Best Data structure to store and search phrases in C++

Question

I use the tries data structure to store words. Now, I have a requirement which needs , to find, given a paragraph, if certain phrases are present in the same paragraph.

What would be the most efficient way for doing this? The total number of phrases will not be more than 100.

*Which* tries are you using? There are multiple subtypes of *trie*, each having different ideal usecases. You'd need to describe your tries more precisely for us to determine whether yours are the most suitable for your purpose. — autistic, Aug 20 '15 at 04:27
Actually, scrap that... In the real world, "efficiency" is not so black and white. That which is *the most efficient* on your computer might not be on mine. You're better off solving the problem without *runtime efficiency* in mind so much, and focusing on *producing maintainable and non-repetitive code*. Once you have something running, *decide whether it's fast enough*... It doesn't matter whether it's *the most efficient* or not; if it's *fast enough*, then it's *fast enough*. If it's not *fast enough*, use your profiler to determine what the most significant bottleneck is. — autistic, Aug 20 '15 at 04:31
I'm using a basic implementation of tries.
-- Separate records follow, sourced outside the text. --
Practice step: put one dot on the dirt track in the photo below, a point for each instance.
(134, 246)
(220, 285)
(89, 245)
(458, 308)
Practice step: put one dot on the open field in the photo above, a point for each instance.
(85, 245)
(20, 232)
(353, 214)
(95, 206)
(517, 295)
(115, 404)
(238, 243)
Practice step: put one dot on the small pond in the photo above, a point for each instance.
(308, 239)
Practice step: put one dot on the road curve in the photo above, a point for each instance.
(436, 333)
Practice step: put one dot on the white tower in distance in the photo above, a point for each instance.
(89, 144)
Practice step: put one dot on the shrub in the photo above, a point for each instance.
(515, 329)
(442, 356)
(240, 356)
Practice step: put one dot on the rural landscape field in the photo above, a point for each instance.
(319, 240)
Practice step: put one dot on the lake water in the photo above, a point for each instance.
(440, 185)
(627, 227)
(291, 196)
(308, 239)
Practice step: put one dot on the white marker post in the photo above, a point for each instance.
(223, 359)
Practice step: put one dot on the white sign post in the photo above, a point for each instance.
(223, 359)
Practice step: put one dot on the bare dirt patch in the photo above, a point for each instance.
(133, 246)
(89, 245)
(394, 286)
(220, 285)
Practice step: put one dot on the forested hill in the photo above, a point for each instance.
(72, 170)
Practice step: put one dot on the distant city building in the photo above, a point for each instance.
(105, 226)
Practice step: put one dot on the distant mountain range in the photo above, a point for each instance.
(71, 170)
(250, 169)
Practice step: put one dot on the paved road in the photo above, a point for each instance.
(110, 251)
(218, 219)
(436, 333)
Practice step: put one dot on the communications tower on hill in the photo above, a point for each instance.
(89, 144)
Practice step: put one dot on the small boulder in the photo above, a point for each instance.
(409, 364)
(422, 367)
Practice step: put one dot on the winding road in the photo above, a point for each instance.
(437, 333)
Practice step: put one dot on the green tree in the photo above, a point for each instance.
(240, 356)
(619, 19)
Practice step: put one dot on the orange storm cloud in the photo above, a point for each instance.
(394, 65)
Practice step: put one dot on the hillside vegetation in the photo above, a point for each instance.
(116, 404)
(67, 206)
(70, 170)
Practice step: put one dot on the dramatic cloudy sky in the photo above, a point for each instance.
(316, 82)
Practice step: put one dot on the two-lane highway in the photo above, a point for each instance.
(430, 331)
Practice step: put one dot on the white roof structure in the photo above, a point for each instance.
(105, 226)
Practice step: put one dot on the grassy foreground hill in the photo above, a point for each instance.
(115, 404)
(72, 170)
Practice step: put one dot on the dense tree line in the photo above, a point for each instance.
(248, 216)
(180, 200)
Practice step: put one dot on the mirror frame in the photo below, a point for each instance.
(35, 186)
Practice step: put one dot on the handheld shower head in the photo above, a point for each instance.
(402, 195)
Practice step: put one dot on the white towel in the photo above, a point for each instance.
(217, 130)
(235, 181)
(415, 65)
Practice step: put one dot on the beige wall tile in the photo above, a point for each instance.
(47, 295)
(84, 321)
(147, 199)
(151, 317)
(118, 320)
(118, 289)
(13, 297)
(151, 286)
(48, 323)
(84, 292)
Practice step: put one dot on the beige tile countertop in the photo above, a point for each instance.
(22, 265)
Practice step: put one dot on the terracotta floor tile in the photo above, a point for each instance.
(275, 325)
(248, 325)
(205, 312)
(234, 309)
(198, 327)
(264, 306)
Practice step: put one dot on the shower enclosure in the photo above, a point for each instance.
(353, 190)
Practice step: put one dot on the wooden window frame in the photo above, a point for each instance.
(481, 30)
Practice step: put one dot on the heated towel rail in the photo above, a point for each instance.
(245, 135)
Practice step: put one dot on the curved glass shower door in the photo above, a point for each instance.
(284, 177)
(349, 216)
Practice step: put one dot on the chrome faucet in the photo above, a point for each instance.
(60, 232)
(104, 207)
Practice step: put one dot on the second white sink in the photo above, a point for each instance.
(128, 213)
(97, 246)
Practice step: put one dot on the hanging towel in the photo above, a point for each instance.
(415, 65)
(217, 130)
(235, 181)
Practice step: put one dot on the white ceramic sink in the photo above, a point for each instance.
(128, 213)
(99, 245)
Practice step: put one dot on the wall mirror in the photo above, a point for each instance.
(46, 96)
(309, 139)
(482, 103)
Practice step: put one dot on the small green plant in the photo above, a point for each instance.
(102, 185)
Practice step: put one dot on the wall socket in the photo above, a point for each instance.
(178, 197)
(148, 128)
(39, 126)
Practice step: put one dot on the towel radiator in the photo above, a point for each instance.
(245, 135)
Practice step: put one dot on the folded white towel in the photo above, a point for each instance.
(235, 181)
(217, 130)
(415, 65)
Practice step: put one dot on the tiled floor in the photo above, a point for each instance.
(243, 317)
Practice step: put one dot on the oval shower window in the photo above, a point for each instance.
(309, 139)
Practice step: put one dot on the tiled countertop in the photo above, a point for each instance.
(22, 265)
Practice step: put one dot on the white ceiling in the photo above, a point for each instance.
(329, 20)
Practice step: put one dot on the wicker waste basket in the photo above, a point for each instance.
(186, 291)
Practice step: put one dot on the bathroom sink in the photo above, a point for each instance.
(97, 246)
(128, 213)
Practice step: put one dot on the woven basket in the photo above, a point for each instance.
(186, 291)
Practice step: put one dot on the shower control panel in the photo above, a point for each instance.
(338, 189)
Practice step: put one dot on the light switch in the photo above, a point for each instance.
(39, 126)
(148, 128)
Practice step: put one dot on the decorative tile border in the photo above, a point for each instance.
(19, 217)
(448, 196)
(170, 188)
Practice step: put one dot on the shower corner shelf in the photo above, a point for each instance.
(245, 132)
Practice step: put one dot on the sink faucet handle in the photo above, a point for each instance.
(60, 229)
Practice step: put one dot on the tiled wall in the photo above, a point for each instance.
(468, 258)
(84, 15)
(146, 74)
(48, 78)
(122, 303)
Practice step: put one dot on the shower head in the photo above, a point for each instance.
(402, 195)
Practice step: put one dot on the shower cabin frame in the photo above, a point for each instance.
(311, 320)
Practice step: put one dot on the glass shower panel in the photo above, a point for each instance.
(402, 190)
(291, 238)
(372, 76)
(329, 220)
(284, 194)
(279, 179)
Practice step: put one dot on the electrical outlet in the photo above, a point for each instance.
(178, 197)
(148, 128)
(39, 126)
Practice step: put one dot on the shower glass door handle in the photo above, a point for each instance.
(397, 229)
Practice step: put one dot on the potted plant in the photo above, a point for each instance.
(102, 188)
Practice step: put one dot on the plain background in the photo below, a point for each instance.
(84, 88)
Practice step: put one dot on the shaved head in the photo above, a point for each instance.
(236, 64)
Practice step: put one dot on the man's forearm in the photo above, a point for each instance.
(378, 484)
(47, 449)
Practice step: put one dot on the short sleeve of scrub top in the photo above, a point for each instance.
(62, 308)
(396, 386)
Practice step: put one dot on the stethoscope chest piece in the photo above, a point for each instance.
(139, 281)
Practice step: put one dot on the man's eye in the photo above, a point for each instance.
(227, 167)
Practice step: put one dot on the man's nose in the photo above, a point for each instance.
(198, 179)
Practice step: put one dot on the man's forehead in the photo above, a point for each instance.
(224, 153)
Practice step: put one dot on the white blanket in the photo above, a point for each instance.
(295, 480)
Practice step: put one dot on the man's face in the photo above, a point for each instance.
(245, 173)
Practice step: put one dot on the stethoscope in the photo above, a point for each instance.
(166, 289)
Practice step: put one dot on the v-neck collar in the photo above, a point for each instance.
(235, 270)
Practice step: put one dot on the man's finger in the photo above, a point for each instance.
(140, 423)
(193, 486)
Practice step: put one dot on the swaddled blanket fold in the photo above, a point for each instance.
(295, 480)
Ref: http://www.geeksforgeeks.org/trie-insert-and-search/ The issue is, this will go into production. And this piece will be called lots of times. So, fast enough is very important for my use case. I'm just looking for an implementation which can take a string which has spaces in it. — Umashankar Das, Aug 20 '15 at 04:31
If you have a question about profilers, then feel free to ask... As it is, though, not only does this seem *too broad* (hence the close reason) but it also seems unlikely to be helpful to anyone else in the future (another possible close reason). — autistic, Aug 20 '15 at 04:33
If it turns out that your implementation of tries isn't fast enough (keeping in mind the number of phrases will not be more than 100, which is your real limitation and has nothing to do with production), your profiler will highlight that, and if your code is *maintainable* you should be able to drop any other data structure in to replace it. — autistic, Aug 20 '15 at 04:36
Should I just assume, that, you wanna talk about profilers and maintainable code and hence, you wanna have this closed? — Umashankar Das, Aug 20 '15 at 04:38
@Freenode-newbostonSebivor : it is because of this way of thinking that we have Wirth's law. — v.oddou, Aug 20 '15 at 05:25
@v.oddou Not entirely. It's because of an incomplete "this way of thinking" that we have Wirth's law. If the understanding is complete, then you'll realise... Software can be profiled and optimised at any time, and if it's maintainable then that makes optimisation simple. — autistic, Aug 20 '15 at 05:29
@Freenode-newbostonSebivor I fundamentally agree with the (your) principle of stressing design simplicity, but I feel this guideline (along with Knuth statement) is taken too close to heart by the industry; and care for speed went down in priority. I feel sad that we make our machines execute millions of unneeded cycles just because we were lazy (=didn't have budget). It seems to me that profiling won't help into data structures choices. "Fast enough" may not scale well in the future. Look at what Avaaz is going through right now. — v.oddou, Aug 20 '15 at 05:44
@v.oddou So are you suggesting that with every statement of C code that we write we should be concerned by the CPU instructions it is translated into? Again, "Which way *should* we think to avoid [the consequences of] Wirth's law?"... — autistic, Aug 20 '15 at 05:57
@Freenode-newbostonSebivor I am not talking about statement, I am talking about software engineering, design and architecture. Speed, is purely a matter of managing to purify inefficiencies. (due to doing un-necessary things). This is why we call the process to "optimize", it means to get closer to the absolute perfection (optimality), the minimal amount of steps to get something done. e.g. in logistics it means avoiding to stop and restart a conveyor belt at each stamp on a product line. You need to think right from the start, at the highest level, how to arrange your code. not at line level — v.oddou, Aug 20 '15 at 06:05
@v.oddou There is no "absolute perfection". The very reason that profilers exist is because it would be unfeasable to engineer to reduce every bottleneck. Think about how our computers are engineered for more insight. We have a CPU which has memory built into it; L1, L2, L3 and registers... Then we have another level of memory, which is most commonly RAM, and we have yet another memory which is our secondary memory; anything behind a drive controller is secondary memory. Our computers swap between these all the time. The amounts of memory vary from system to system, thus, "perfection" varies. — autistic, Aug 20 '15 at 08:12
@v.oddou Perhaps on a system that has a flat hierarchy of memory, using memory that is all the same speed or even capacity, what you wrote might make sense. Such a system would be suboptimal in terms of performance or cost. There's a reason computers have evolved the way they have... — autistic, Aug 20 '15 at 08:25

score 2 · Answer 1 · answered Aug 20 '15 at 05:15

2

If I were you, I would just throw something together using boost::multi_index_container first, because then if you get even more requirements later it will be quite easy to extend it further. If later you measure and find that it is not performing adequately, then you can replace it with an optimized data structure.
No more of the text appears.